J’en peux plus. Trop d’émotions. Il faut que je me couche un moment. Le lit est de l’autre côté de la cloison fumée. Celle-ci est fermée. Il doit y avoir une de ces portes invisibles. Mais où? J’essaie la même technique que pour les autres portes: je m’approche de la cloison. Rien ne se passe. Je répète l’expérience tout le long des cinq mètres de la cloison. Toujours rien. Il doit bien y avoir un moyen d’ouvrir, mais lequel? Bientôt, je suis dans le même état d’abattement que lorsque je suis bloqué dans un jeu d’aventure sur ordinateur. Ca m’énerve! J’explose:

– Et merde! Comment on fait pour ouvrir cette putain de porte?

Comme dans la boutique, une voix me répond:

– Il suffit de demander.

Simultanément, la cloison se rétracte en direction de la fenêtre. Lorsque la moitié de la cloison a disparu, la voix reprend:

– Faut-il ouvrir complètement?

– Euh… Oui, oui. En fait, c’est égal. Mais… qui est-ce qui me parle?

– Personne. C’est l’appartement qui s’adresse à toi. Si tu veux quelque chose, formule ta demande et l’appartement essayera de te satisfaire.

– Tout ce que je veux, c’est dormir, dormir, dormir. Serait-il possible d’assombrir l’appartement?
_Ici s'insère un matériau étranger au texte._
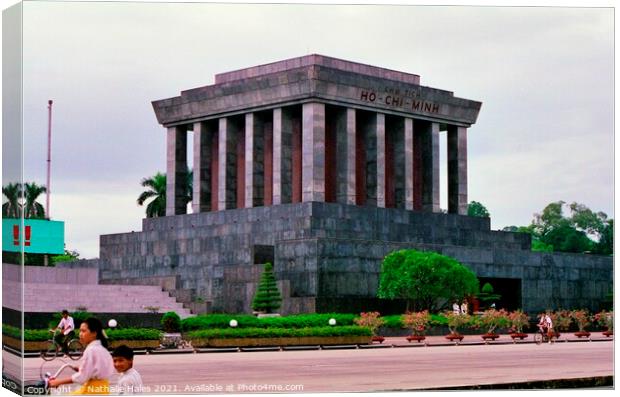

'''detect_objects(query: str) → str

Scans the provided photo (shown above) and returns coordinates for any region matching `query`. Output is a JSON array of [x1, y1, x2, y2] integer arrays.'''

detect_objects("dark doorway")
[[478, 277, 523, 311]]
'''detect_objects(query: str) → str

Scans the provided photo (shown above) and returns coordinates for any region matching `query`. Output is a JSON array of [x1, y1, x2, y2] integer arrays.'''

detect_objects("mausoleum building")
[[92, 55, 612, 313]]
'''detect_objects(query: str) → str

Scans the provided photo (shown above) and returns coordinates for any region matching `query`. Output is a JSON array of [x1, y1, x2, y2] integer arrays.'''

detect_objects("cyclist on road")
[[50, 310, 75, 354]]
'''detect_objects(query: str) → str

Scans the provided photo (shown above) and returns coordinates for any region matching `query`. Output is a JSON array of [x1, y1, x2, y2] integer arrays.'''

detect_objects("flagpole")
[[45, 99, 53, 219]]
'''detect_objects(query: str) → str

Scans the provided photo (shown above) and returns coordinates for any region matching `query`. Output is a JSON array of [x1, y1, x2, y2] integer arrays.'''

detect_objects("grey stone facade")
[[99, 202, 613, 313], [92, 55, 613, 313]]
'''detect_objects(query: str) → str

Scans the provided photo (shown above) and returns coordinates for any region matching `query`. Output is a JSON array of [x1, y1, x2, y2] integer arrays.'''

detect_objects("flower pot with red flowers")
[[478, 309, 510, 342], [594, 310, 614, 337], [508, 310, 530, 341], [571, 310, 591, 338], [402, 310, 431, 342], [353, 312, 385, 343], [445, 311, 471, 342]]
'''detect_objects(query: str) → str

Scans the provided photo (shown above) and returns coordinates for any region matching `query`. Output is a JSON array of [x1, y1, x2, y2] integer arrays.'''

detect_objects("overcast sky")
[[3, 2, 614, 258]]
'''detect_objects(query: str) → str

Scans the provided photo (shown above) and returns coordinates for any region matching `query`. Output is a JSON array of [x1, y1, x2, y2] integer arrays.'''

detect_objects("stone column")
[[336, 108, 357, 205], [217, 117, 237, 211], [376, 113, 386, 208], [405, 118, 413, 210], [245, 113, 257, 208], [420, 122, 441, 212], [192, 122, 213, 213], [301, 102, 325, 202], [166, 126, 187, 216], [272, 108, 293, 205], [448, 125, 467, 215]]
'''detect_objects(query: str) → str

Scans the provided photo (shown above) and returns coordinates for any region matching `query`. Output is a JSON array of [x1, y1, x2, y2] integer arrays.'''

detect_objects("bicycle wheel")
[[68, 339, 84, 360], [41, 339, 58, 361], [534, 332, 543, 345]]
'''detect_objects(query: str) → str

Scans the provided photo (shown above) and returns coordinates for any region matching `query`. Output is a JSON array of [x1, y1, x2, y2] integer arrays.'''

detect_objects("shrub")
[[508, 310, 530, 333], [478, 309, 510, 334], [252, 262, 282, 313], [2, 324, 22, 339], [381, 314, 404, 328], [161, 312, 181, 332], [181, 313, 357, 332], [570, 310, 590, 332], [186, 326, 372, 339], [594, 310, 614, 332], [402, 310, 431, 335], [354, 312, 385, 335]]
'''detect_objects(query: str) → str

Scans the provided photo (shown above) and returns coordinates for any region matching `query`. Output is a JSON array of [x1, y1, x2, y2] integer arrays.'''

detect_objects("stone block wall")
[[94, 202, 613, 313]]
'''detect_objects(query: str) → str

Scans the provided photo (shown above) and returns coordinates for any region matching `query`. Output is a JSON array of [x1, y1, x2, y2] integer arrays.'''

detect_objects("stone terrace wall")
[[100, 202, 530, 311], [276, 239, 613, 312]]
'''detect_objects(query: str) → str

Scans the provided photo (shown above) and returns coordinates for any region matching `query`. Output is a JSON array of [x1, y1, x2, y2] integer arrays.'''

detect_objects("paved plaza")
[[4, 336, 614, 394]]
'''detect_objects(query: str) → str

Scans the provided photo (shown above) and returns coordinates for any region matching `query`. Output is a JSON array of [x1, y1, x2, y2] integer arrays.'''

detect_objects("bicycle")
[[41, 330, 84, 361], [534, 329, 555, 345], [35, 360, 78, 394]]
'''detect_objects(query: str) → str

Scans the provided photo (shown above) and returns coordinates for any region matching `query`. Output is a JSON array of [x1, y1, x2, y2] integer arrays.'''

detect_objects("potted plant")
[[571, 310, 590, 338], [479, 309, 510, 341], [594, 310, 614, 337], [508, 310, 530, 340], [402, 310, 431, 342], [353, 312, 385, 343], [550, 310, 573, 339], [445, 312, 471, 341]]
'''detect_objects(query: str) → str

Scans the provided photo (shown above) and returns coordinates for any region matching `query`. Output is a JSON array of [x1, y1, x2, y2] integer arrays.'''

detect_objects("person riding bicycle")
[[538, 313, 553, 343], [50, 310, 75, 354]]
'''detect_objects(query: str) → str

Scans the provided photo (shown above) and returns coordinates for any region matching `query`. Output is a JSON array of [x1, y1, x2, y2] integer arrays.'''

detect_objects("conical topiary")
[[252, 262, 282, 313]]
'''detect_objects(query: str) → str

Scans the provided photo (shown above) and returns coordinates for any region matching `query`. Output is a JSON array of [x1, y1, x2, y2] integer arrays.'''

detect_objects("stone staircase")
[[2, 279, 191, 318]]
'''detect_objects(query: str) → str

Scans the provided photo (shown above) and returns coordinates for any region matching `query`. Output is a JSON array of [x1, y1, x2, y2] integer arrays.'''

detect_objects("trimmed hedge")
[[185, 326, 372, 339], [181, 313, 358, 332], [2, 324, 52, 342]]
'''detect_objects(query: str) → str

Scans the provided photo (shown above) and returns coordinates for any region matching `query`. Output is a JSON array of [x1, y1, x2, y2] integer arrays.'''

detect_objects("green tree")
[[377, 250, 478, 311], [593, 219, 614, 255], [137, 172, 166, 218], [136, 170, 194, 218], [2, 183, 22, 218], [467, 201, 491, 218], [24, 182, 47, 219], [530, 201, 613, 255], [252, 262, 282, 313]]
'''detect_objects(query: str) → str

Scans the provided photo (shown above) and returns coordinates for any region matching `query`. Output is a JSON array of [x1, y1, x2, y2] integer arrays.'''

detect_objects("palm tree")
[[24, 182, 47, 219], [2, 183, 22, 218], [136, 170, 193, 218], [137, 172, 166, 218]]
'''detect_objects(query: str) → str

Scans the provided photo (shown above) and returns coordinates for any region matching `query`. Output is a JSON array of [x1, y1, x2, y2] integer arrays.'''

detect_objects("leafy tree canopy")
[[377, 250, 478, 311], [502, 201, 614, 255], [467, 201, 491, 218]]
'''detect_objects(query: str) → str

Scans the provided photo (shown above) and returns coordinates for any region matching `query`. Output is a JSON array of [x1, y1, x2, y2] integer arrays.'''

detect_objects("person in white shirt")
[[49, 317, 114, 394], [52, 310, 75, 354], [112, 345, 143, 394]]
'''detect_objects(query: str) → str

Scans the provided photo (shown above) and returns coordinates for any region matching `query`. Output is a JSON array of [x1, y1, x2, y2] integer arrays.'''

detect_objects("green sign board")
[[2, 219, 65, 254]]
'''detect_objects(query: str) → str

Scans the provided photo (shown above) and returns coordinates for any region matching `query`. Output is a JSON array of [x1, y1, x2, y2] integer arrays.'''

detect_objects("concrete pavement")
[[12, 336, 614, 394]]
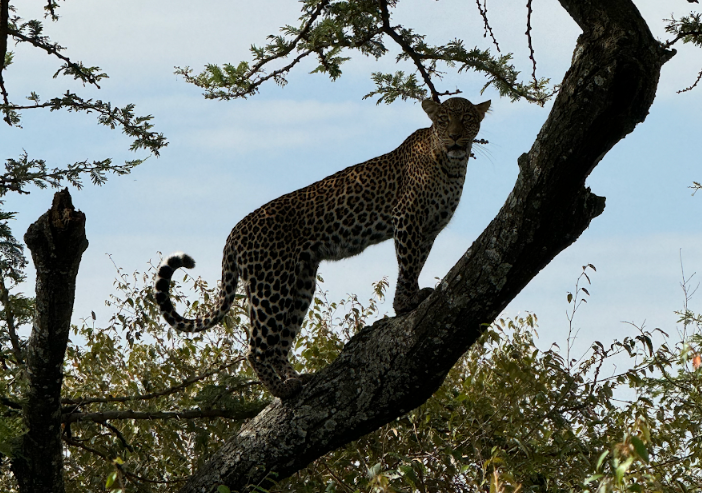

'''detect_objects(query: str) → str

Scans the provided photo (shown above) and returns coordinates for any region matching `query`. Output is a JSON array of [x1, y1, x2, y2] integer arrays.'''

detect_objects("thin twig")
[[475, 0, 502, 53], [63, 435, 188, 484], [0, 271, 24, 365], [380, 0, 440, 103], [0, 0, 12, 121], [8, 29, 100, 89], [677, 70, 702, 94], [525, 0, 539, 89], [61, 358, 249, 406], [663, 31, 702, 48], [98, 421, 134, 452], [61, 409, 260, 423]]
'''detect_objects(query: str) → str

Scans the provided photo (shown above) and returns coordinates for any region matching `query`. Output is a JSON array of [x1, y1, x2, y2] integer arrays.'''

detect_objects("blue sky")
[[0, 0, 702, 358]]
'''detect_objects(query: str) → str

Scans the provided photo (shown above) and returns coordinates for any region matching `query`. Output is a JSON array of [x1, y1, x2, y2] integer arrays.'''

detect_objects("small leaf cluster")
[[272, 304, 702, 493], [176, 0, 552, 104]]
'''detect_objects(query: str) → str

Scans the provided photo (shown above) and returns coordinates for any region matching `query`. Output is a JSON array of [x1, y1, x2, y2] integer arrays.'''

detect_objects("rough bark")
[[181, 0, 674, 493], [12, 189, 88, 493]]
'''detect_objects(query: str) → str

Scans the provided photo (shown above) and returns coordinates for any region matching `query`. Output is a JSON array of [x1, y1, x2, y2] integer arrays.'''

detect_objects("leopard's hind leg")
[[247, 256, 317, 398]]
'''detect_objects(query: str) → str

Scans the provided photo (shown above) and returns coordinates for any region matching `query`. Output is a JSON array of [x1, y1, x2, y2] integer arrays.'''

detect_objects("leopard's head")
[[422, 98, 490, 159]]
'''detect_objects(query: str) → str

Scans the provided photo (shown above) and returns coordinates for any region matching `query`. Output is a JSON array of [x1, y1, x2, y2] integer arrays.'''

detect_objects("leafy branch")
[[61, 358, 250, 406], [664, 13, 702, 94], [0, 152, 144, 196], [175, 0, 553, 105]]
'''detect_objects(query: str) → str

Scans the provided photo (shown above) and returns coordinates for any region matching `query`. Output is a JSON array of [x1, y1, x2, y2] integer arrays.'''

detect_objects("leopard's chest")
[[428, 159, 467, 233]]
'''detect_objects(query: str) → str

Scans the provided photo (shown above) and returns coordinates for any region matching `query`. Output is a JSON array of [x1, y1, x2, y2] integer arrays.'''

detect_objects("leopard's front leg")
[[392, 211, 435, 315]]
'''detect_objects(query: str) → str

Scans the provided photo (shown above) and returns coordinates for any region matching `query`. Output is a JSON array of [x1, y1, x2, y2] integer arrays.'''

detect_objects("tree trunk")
[[180, 0, 674, 493], [12, 189, 88, 493]]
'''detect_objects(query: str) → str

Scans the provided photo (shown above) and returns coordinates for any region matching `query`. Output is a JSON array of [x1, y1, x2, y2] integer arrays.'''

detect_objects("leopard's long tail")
[[154, 252, 238, 332]]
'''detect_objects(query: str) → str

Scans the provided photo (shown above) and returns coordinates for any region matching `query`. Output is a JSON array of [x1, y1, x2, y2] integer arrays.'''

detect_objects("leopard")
[[154, 97, 490, 399]]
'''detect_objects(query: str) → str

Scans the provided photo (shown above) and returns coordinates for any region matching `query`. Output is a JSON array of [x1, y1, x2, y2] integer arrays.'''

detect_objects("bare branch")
[[0, 271, 24, 365], [61, 358, 250, 406], [61, 405, 265, 423], [6, 29, 107, 87], [525, 0, 539, 88], [63, 435, 187, 484], [677, 70, 702, 94], [380, 0, 440, 103], [475, 0, 502, 53]]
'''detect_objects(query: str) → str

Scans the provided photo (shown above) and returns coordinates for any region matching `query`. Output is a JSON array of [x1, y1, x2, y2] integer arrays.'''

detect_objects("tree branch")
[[61, 407, 261, 423], [180, 0, 672, 493], [0, 270, 24, 365], [6, 29, 107, 87], [379, 0, 441, 103], [61, 358, 248, 407], [11, 189, 88, 493]]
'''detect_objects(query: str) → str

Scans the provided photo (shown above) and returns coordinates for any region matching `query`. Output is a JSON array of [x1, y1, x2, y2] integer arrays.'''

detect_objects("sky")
[[0, 0, 702, 362]]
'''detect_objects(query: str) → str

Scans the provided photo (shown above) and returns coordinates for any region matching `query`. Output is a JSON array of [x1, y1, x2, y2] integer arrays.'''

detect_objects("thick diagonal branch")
[[181, 0, 672, 493]]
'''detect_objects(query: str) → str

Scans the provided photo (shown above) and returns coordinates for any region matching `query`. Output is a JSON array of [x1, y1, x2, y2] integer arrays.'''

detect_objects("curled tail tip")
[[161, 252, 195, 270]]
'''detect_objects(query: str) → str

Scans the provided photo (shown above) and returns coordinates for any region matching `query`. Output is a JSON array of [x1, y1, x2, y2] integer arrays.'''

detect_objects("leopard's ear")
[[475, 99, 491, 121], [422, 99, 441, 122]]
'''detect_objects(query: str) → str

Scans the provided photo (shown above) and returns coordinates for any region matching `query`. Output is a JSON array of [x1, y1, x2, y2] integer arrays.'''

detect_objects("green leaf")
[[631, 437, 649, 462]]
Dehors, le soleil accélère soudain sa course. En moins de dix secondes, le voilà couché. Quelques secondes de plus et il fait nuit. De l’autre côté du vallon, brillent les lumières de quelques villages.

Il y a bien sûr quelque chose de bizarre dans cette nuit qui est tombée si brusquement, mais trop c’est trop, je renonce à comprendre cette nouvelle magie. Je m’effondre sur le lit. Je ralentis ma respiration. Je me détends. Une grande paix intérieure me gagne.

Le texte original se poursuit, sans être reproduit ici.